Видимо, именно это ее неумеренное детолюбие и неуемная энергия, которой хватало на троих, сгубили в Володе всякую инициативу, сделали его неудачником и брюзгой. Может, и Виктор бы стал таким, если бы внешняя материальная сторона жизни занимала его чуть больше, вернее, если бы он вообще уделял ей какое-либо внимание. Ему всегда было безразлично, есть ли в доме еда, чистая у него рубашка или грязная, хватит ли денег до конца месяца. Обо всем приходилось помнить и заботиться Ларисе. Она снаряжала его по утрам, как последнего недотепу.
— Витя, у тебя есть деньги?
Лезет в бумажник, роется.
— Ни рубля.
— Возьми.
Брал.
— Почему так мало?
— Достаточно.
— Вдруг какую-нибудь девушку захочется на такси отвезти или пойти в ресторан, — шутила она.
— Не говори глупостей.
— Бери, бери.
И он брал, подвозил девушек, ходил с ними в рестораны.
Может, вздумай она держать его, что называется, в ежовых рукавицах, то и не подвоз-ил бы, и не ходил. Впрочем, Виктор был слишком свободолюбив и независим. Вряд ли бы это помогло.
Сначала у Елены Викторовны появился внук Павлик, потом — внучка Людочка. Сначала она работала за троих — теперь приходилось работать за четверых. А время шло, силы убывали. Уже болело сердце. И в больнице успела побывать. (Как раз в период наших с Ларисой и Павликом гуляний на бульварах, походов в музей.) Она тяжело переживала неприятности Виктора на работе, а его докторская и болезнь окончательно доконали ее. Она почти не могла выходить из дому. Теперь уже Ларисе приходилось выкраивать время, чтобы снабжать ее продуктами и всем необходимым.
Базанов-старший тоже сдал. И тоже сердце. Как-то вдруг, ни с того ни с сего, неожиданно. Врачи посоветовали уйти на пенсию, иначе никаких гарантий. Буквально на глазах эти сильные люди превратились в беспомощных стариков.
Лариса разрывалась между двумя домами. Виктор то болел, то находился в командировке, то пропадал в институте или просиживал ночи «у этого подонка» Капустина. Работу свою Лариса ни за что не хотела оставить (свое дело, суверенная жизнь). Даже меня теперь не было рядом или хотя бы поблизости. Я отходил, отходил, пока не отошел совсем. Появлялся в их доме все реже. Какие там прогулки, бульвары — у нее минуты свободной не было. Только снимал иногда. Это по-прежнему доставляло ей тихую, почти детскую радость.

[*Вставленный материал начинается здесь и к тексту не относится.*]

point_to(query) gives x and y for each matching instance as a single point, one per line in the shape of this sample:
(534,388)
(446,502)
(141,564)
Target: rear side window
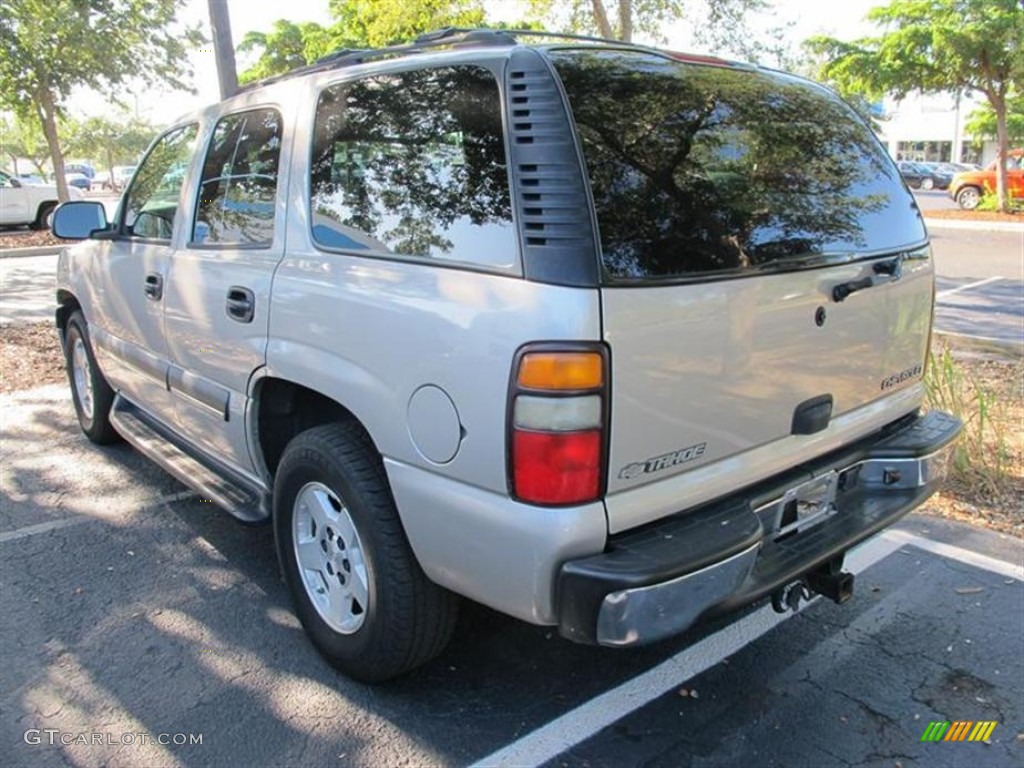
(240,181)
(702,171)
(413,165)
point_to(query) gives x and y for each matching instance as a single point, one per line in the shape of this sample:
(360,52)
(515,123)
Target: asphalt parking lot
(133,611)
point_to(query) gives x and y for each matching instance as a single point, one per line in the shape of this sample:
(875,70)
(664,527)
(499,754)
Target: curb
(990,226)
(983,344)
(13,253)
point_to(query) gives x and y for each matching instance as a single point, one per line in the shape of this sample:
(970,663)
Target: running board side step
(242,498)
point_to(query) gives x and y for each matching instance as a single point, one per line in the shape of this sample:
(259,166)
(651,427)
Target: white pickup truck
(22,203)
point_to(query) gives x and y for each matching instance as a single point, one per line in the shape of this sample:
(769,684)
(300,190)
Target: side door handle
(155,286)
(241,304)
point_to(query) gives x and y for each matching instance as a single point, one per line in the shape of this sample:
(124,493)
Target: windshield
(708,170)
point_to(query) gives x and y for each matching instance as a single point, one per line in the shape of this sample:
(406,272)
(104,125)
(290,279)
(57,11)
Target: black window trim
(120,230)
(190,243)
(497,70)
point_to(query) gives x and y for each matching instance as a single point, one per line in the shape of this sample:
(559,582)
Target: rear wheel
(969,198)
(44,215)
(89,390)
(357,589)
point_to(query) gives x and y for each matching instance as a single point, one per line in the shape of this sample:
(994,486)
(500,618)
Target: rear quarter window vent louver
(550,195)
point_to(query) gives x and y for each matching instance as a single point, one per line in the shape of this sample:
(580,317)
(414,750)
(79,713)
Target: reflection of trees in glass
(157,184)
(410,160)
(240,180)
(700,169)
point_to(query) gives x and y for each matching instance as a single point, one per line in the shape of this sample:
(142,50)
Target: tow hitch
(828,581)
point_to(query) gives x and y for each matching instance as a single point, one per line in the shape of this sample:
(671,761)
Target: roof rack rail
(449,36)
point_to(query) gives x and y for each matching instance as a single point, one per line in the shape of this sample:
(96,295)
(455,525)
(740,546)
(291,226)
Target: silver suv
(603,337)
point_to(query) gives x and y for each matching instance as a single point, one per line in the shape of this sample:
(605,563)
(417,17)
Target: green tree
(23,139)
(113,141)
(357,25)
(621,19)
(937,46)
(287,46)
(982,126)
(50,47)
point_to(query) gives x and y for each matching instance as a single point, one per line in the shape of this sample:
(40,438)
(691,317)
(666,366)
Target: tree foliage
(49,48)
(23,139)
(357,25)
(721,20)
(981,122)
(936,46)
(111,141)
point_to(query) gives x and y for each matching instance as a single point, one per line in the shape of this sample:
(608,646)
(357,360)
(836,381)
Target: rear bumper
(655,582)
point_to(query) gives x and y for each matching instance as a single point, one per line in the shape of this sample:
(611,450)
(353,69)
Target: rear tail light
(558,411)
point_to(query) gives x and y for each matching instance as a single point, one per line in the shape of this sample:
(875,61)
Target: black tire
(409,620)
(969,198)
(94,420)
(43,215)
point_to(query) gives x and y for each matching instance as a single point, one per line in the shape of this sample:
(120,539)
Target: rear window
(412,165)
(701,171)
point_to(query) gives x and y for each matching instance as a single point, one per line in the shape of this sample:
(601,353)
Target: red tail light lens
(557,424)
(557,467)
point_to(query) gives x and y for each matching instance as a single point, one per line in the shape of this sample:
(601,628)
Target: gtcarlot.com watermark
(53,737)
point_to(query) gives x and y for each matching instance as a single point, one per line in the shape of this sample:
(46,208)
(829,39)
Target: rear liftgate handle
(885,271)
(154,286)
(241,304)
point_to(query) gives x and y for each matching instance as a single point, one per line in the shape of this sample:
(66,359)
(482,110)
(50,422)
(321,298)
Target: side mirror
(79,219)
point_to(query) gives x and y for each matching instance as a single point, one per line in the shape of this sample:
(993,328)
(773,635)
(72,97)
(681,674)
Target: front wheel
(357,588)
(969,198)
(89,390)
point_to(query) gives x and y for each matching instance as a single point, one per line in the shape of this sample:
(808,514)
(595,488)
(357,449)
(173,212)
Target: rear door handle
(241,304)
(155,286)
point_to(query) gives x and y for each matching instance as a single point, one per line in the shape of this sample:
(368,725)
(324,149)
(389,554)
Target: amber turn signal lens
(561,371)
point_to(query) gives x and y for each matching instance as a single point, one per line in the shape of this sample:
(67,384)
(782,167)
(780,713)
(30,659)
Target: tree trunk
(1003,143)
(601,17)
(47,116)
(626,20)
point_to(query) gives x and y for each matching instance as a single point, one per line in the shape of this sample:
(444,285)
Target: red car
(967,188)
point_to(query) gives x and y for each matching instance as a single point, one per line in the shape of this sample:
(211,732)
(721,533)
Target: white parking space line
(580,724)
(943,294)
(43,527)
(984,562)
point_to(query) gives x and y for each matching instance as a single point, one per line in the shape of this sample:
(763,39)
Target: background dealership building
(932,128)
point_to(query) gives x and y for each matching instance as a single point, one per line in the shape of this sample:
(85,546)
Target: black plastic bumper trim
(698,539)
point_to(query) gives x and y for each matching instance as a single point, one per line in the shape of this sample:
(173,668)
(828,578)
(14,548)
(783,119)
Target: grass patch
(984,461)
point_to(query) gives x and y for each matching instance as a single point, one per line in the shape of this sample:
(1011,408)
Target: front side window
(700,170)
(152,206)
(413,164)
(240,181)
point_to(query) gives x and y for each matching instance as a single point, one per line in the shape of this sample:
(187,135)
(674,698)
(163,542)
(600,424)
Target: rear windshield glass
(704,170)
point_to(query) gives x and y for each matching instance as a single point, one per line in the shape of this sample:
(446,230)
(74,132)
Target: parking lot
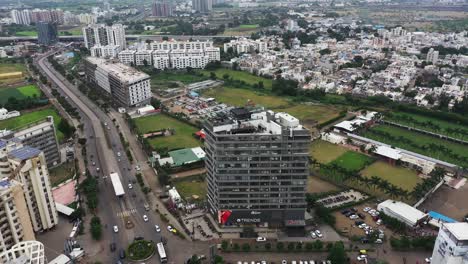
(342,198)
(362,221)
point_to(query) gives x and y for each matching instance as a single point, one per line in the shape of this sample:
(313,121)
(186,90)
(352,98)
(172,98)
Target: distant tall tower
(47,33)
(161,9)
(202,6)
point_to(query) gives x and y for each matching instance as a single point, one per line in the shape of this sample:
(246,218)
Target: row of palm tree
(449,131)
(442,150)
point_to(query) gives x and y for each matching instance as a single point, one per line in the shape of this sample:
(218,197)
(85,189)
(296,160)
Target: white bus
(162,252)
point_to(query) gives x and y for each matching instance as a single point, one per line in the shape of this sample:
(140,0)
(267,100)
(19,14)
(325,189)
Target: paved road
(103,142)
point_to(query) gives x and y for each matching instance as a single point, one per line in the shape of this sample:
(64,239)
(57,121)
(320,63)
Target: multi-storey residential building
(244,45)
(41,135)
(103,35)
(126,85)
(127,57)
(202,6)
(257,168)
(161,9)
(15,223)
(47,33)
(451,246)
(107,51)
(21,17)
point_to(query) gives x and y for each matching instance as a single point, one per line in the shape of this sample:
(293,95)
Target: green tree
(96,228)
(337,254)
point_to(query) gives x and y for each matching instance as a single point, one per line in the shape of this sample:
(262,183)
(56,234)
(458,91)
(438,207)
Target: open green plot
(29,90)
(182,137)
(309,114)
(12,67)
(249,26)
(325,152)
(61,173)
(431,124)
(247,77)
(26,33)
(31,117)
(241,97)
(351,160)
(189,187)
(171,79)
(423,144)
(399,176)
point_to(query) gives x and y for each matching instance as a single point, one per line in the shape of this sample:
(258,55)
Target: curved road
(103,142)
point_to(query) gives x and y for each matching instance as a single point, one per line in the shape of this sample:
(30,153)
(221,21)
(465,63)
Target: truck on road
(161,252)
(117,184)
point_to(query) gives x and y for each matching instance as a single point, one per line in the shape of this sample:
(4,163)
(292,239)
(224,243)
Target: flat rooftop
(120,70)
(458,230)
(244,121)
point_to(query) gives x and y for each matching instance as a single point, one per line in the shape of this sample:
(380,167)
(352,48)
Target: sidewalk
(149,174)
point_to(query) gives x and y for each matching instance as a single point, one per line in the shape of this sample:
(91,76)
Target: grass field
(30,117)
(325,152)
(351,160)
(188,187)
(399,117)
(163,80)
(26,33)
(183,137)
(241,76)
(12,67)
(18,93)
(308,114)
(61,173)
(422,143)
(401,177)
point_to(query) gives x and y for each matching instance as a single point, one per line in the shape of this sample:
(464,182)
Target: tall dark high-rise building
(257,168)
(202,6)
(47,33)
(161,9)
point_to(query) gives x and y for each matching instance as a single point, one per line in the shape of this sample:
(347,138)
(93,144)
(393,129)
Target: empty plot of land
(31,117)
(317,185)
(18,93)
(181,138)
(399,176)
(424,144)
(325,152)
(353,160)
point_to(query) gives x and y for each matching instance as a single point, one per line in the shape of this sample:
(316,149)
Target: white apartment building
(28,165)
(108,51)
(451,246)
(103,35)
(143,55)
(174,54)
(15,223)
(127,56)
(126,85)
(21,17)
(432,56)
(244,45)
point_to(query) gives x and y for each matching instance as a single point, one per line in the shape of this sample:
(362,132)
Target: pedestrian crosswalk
(126,213)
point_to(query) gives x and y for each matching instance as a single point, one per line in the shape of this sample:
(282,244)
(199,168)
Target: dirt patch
(317,185)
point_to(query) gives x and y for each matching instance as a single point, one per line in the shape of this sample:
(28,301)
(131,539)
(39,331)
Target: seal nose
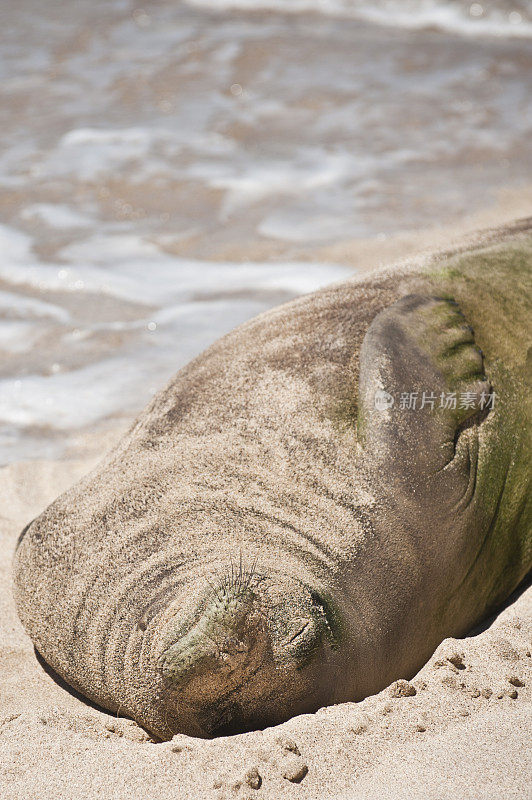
(240,652)
(222,647)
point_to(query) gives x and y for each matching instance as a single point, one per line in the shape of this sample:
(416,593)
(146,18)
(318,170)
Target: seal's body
(303,513)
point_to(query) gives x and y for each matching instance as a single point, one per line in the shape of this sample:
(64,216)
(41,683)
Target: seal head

Маленькая иллюзия, приятный самообман. Все хорошо, Алик ее не забывает, она, как и раньше, нравится мужчинам, пусть Виктор всегда помнит об этом. Ему должно быть приятно, что у него т а к а я жена.
Поспешно вытирала кухонным полотенцем мокрые руки, скидывала фартук, суетилась перед зеркалом, прихорашивала детей.
— Взгляни-ка, сейчас оттуда вылетит птичка.
Птичка предназначалась для маленькой Людочки. Павлик снисходительно улыбался. Дядя Алик нажимал блестящую кнопку.
— Так, еще раз.
— А птичка где?
— Сейчас вылетит.
— Где птичка?
— Ты разве не заметила? Выпорхнула и улетела в форточку.
Непременный, традиционный чай. (Дядя Алик всегда любил сладкое.)
— А фотографии когда будут? — прорезающимся баском спрашивает Павлик.
— Как только напечатаю, принесу.
Чай, фотографии, семейное застолье с чужим дядей. Не с чужим, конечно. Со с в о и м дядей Аликом. Совсем своим. Своим в доску.
Прихожу с аппаратом, снимаю, пьем чай. Потом приношу фотографии, снова пьем чай, ухожу. И так до конца. До самого.